Segundo o relatório conjunto "Progresso sobre Saneamento e Água Potável: Atualização e Avaliação dos ODMs 2015", uma em cada três pessoas no mundo não tem acesso a esse tipo de benefício.
 
O documento diz ainda que quase 1 bilhão de pessoas fazem suas necessidades "a céu aberto".
 
O chefe dos programas globais de saneamento, água e higiene do Unicef, Sanjay Wijesekera, afirmou que "os dados mostram que o mundo precisa dar atenção às desigualdades como única forma de se atingir um progresso sustentável".
 
Ele explicou que até agora, "o modelo global avança primeiro com os mais ricos e só depois deles terem acesso é que a população mais pobre começa a se beneficiar do serviço".
 
Wijesekera declarou que se o "mundo quiser alcançar o acesso universal ao saneamento até 2030, é necessário garantir que os mais pobres começem a avançar imediatamente".
 
No caso da água potável, 2,6 bilhões de pessoas tiveram acesso ao bem natural desde 1990.
 
Segundo o relatório, 91% da população global têm acesso ao produto e o índice está aumentando.
 
O documento cita que na África Subsaariana, por exemplo, 427 milhões de pessoas agora têm acesso à agua potável, uma média de 47 mil pessoas por dia pelos últimos 25 anos.
 
A sobrevivência de crianças também registrou um grande avanço.

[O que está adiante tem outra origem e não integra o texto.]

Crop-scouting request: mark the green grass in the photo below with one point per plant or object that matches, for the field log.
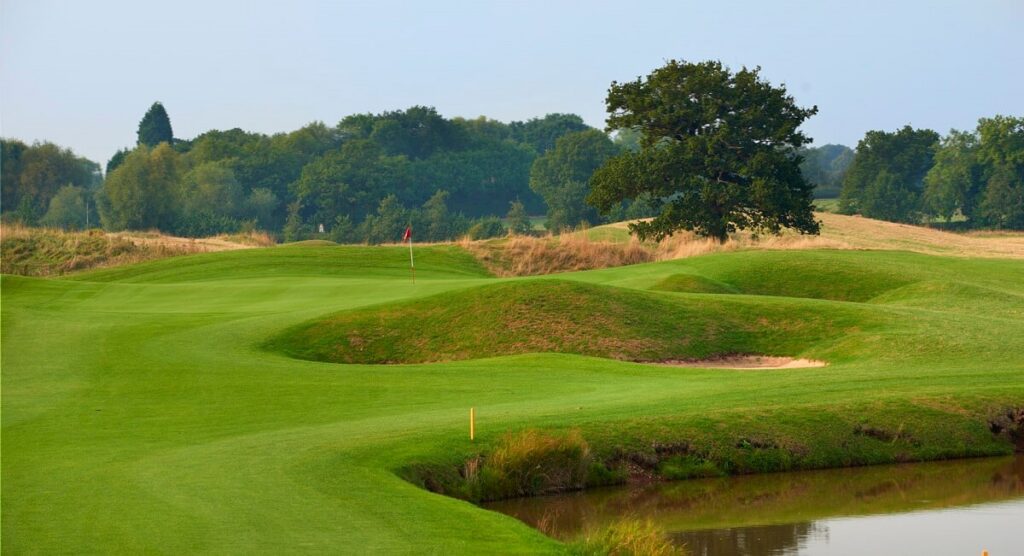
(143, 410)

Atualmente, menos de mil menores de cinco anos morrem por dia devido a diarreia causada pelo consumo de água imprópria, falta de saneamento e higiene.
 
Há 15 anos, mais de 2 mil crianças morriam no mundo por estes mesmos motivos.
 
Em relação ao saneamento básico, o mundo não conseguiu atingir a meta de acesso determinada pelos Objetivos de Desenvolvimento do Milênio em 2000.
 
Atualmente, apenas 68% da população do planeta utiliza banheiros, nove pontos percentuais abaixo da meta de 77%.
 
Como parte dos planos dos novos Objetivos de Desenvolvimento Sustentável, que serão implementados em setembro, a ONU quer acabar com a prática de fazer as necessidades a céu aberto até 2030, em todo o mundo.
 
Isso vai exigir que as taxas de redução atuais dobrem de velocidade, especialmente no Sul da Ásia e na África Subsaariana.
 
A OMS e o Unicef disseram que é importante aprender as lições deixadas pelo progresso desigual registrado entre 1990 e 2015 para que a nova agenda elimine as diferenças e alcance acesso universal à água e saneamento.